Exercise: movement helps, overdoing it doesn't.

Intense exercise can be a trigger in itself. Heavy effort, heat and sweat can activate the cells that release histamine — regardless of what I've eaten. I've felt it plenty of times: very intense workouts followed by itching, a stuffy nose or a strange tiredness.

What I do now:

  • I go for moderate intensity instead of extreme workouts. Brisk walking, strength training with reasonable weights, yoga and easy swimming all sit well with me.
  • On sensitive days, I ease off. If the "bucket" is already full, I don't push it — a walk is enough.
  • I hydrate and cool down. I avoid staying overheated for long.
  • I listen to the signals. Movement should give me energy, not leave me wiped out for hours.

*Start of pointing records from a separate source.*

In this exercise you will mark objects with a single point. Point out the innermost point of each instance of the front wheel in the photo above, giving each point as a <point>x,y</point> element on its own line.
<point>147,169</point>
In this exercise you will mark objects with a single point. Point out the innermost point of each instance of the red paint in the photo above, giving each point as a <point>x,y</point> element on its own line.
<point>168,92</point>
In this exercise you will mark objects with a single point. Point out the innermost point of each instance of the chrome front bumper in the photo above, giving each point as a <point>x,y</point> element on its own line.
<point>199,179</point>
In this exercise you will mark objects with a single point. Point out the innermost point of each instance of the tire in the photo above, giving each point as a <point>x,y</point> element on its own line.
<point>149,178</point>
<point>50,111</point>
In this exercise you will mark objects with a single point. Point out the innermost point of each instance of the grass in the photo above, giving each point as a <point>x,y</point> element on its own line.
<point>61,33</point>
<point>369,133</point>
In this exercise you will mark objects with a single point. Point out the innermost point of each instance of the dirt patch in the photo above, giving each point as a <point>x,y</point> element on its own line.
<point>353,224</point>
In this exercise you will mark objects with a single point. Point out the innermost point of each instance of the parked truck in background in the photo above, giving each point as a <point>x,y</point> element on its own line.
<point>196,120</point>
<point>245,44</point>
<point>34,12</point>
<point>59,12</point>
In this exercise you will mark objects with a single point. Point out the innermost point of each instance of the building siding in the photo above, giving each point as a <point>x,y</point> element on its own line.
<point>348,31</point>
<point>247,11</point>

Protein for exercise: what you choose matters, but there are options that work.

For recovery and energy I need protein — and the good news is that there are sources I tolerate well, even as a supplement. The key isn't to avoid them, it's to choose the right ones.

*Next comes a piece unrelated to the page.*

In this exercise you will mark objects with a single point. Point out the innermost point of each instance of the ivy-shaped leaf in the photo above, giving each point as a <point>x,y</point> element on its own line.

What I look for in a protein powder:

  • As "clean" and simple as possible — no artificial flavours, no sweeteners or extra additives. For me, the problem part is rarely the protein itself, but the "extras" in it.
  • A well-purified protein isolate rather than concentrates with a long ingredient list.
  • Plant-based options — rice, pea or hemp protein — which are often gentler. I try them one at a time, not all at once.
  • Small servings at first, so I can see how I react before I make any of them a routine.

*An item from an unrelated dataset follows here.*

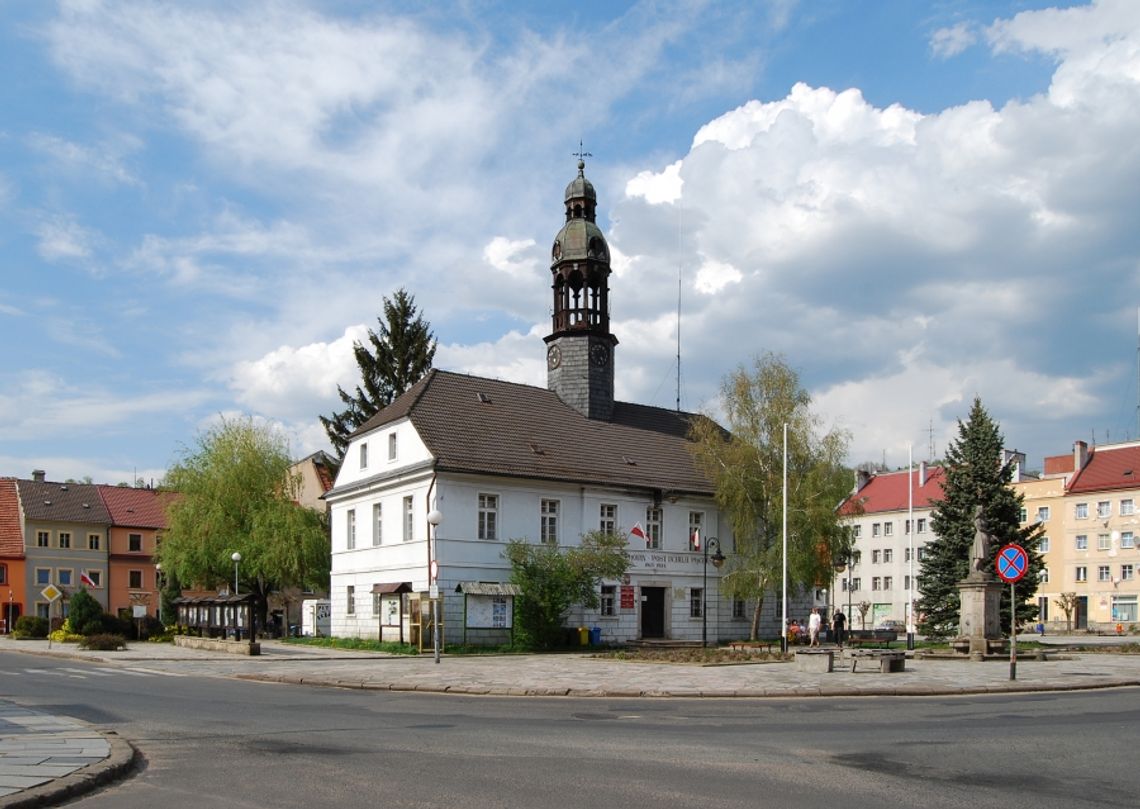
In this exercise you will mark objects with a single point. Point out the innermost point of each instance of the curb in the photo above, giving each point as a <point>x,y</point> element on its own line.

For the protein "on my plate", around a workout:

  • Very fresh meat and fish, cooked right away (not aged, not left sitting, not reheated — histamine builds up the longer it sits).
  • Eggs, if you tolerate them (I do).

My golden rule: the simpler and cleaner — no additives, nothing "left sitting" — the better.

And, as always, on hard days I simplify everything — a portion of fresh chicken with rice beats any complicated recipe.

How I plan my movement

I save my more intense workouts for the good days and move them, guilt-free, when I feel the "bucket" is already full. I drink water ahead of time, not just after, and I prefer mornings or midday over evenings, so I have time to wind down before sleep. And after a workout I go back to simple, fresh meals — it's not the time for experiments.

Please note: this is my own personal experience, not medical or nutritional advice. For an exercise or eating plan that's right for you, talk to your doctor or a nutritionist.